Noch heute finde ich es so faszinierend wie stimulierend, andere Leute zu beäugen. Wie sie sich bewegen. Wie sie sich kleiden. Wie sie gelaunt sind. Und so weiter. Jede einzelne Person erscheint als Welt für sich, so komplex wie unergründlich. Trotzdem meine ich binnen Sekunden zu wissen, wie die unbekannten Menschen wohl ticken. Auch, wie zwei oder mehr Menschen zueinander stehen. Ich bin fest davon überzeugt, dass ich allein durch die Beobachtung anderer einiges über unsere Spezies gelernt habe, vor allem, wie sich Menschen zueinander verhalten. Oder etwa nicht?
„Einerseits ganz bestimmt“, meint Susanne Quad-flieg. Die Psychologin von der Universität Bristol ist Expertin in Sachen people watching und weiß: Wenn wir Fremde und ihr Gebaren verfolgen, kupfern wir gelegentlich bestimmte Verhaltensweisen ab. Andererseits mehren sich in der wissenschaftlichen Psychologie die Anzeichen, „wonach unsere Erwartungen beim Beobachten eine gewichtige Rolle spielen“. Sprich: Offenbar fließen Vorurteile und Stereotypen ein, wenn wir andere Leute und ihre soziale Interaktion beäugen und bewerten. Vielleicht aber, und so schließt sich der Kreis, lassen sich genau diese Vorurteile durch gezielte Menschenbeobachtung mindern. Das letzte (wissenschaftliche) Wort darüber ist noch nicht gesprochen.

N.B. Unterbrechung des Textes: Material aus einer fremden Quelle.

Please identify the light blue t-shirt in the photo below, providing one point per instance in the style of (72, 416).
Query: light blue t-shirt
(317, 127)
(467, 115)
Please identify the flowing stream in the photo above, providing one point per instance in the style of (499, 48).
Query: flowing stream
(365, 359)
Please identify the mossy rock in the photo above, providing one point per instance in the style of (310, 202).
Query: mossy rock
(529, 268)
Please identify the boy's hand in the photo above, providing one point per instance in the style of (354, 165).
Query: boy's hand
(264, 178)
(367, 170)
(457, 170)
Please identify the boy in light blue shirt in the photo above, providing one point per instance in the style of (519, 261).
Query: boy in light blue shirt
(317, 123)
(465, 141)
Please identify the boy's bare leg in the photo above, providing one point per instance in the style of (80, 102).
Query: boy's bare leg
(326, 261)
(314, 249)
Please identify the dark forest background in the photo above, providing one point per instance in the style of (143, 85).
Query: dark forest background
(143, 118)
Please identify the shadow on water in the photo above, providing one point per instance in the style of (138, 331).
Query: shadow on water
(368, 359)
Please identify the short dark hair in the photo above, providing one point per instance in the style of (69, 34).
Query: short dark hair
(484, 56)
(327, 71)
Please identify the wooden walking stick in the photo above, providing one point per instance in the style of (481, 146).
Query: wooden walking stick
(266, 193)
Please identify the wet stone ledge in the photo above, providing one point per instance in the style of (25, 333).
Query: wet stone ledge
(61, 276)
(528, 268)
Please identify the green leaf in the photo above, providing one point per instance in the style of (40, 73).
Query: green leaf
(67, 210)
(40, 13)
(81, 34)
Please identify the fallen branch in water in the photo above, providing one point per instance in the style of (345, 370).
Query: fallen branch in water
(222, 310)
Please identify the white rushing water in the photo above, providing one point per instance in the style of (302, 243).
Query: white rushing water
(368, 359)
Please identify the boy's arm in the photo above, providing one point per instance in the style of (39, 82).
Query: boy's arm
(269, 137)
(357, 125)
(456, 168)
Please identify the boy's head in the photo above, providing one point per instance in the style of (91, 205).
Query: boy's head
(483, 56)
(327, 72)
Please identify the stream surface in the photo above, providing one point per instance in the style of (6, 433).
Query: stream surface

Unwiderstehlich sind Pärchen
Unbestritten bleibt eines, und manche, wie der US-Computerwissenschaftler David Fouhey, drücken das sehr nüchtern aus: „Der menschliche Körper ist ein mächtiger und flexibler Kommunikationsapparat“ – und damit immer anziehend für unsere Aufmerksamkeit. Schon einzelne Menschen wirken interessant. Unwiderstehlich allerdings sind Gruppen in ihrer Interaktion – am liebsten Zweierkonstellationen und am allerbesten Pärchen. Was haben wir da schon alles erlebt?! Heftigen Beziehungszwist im Vorübergehen. Unverhohlene sexuelle Avancen unterhalb der Tischkante. Zähe erste Dates. „Wir bekommen weitreichende soziale Eindrücke“, nennt das Susanne Quadflieg, die sich mehr Forschung über das Faszinosum wünscht.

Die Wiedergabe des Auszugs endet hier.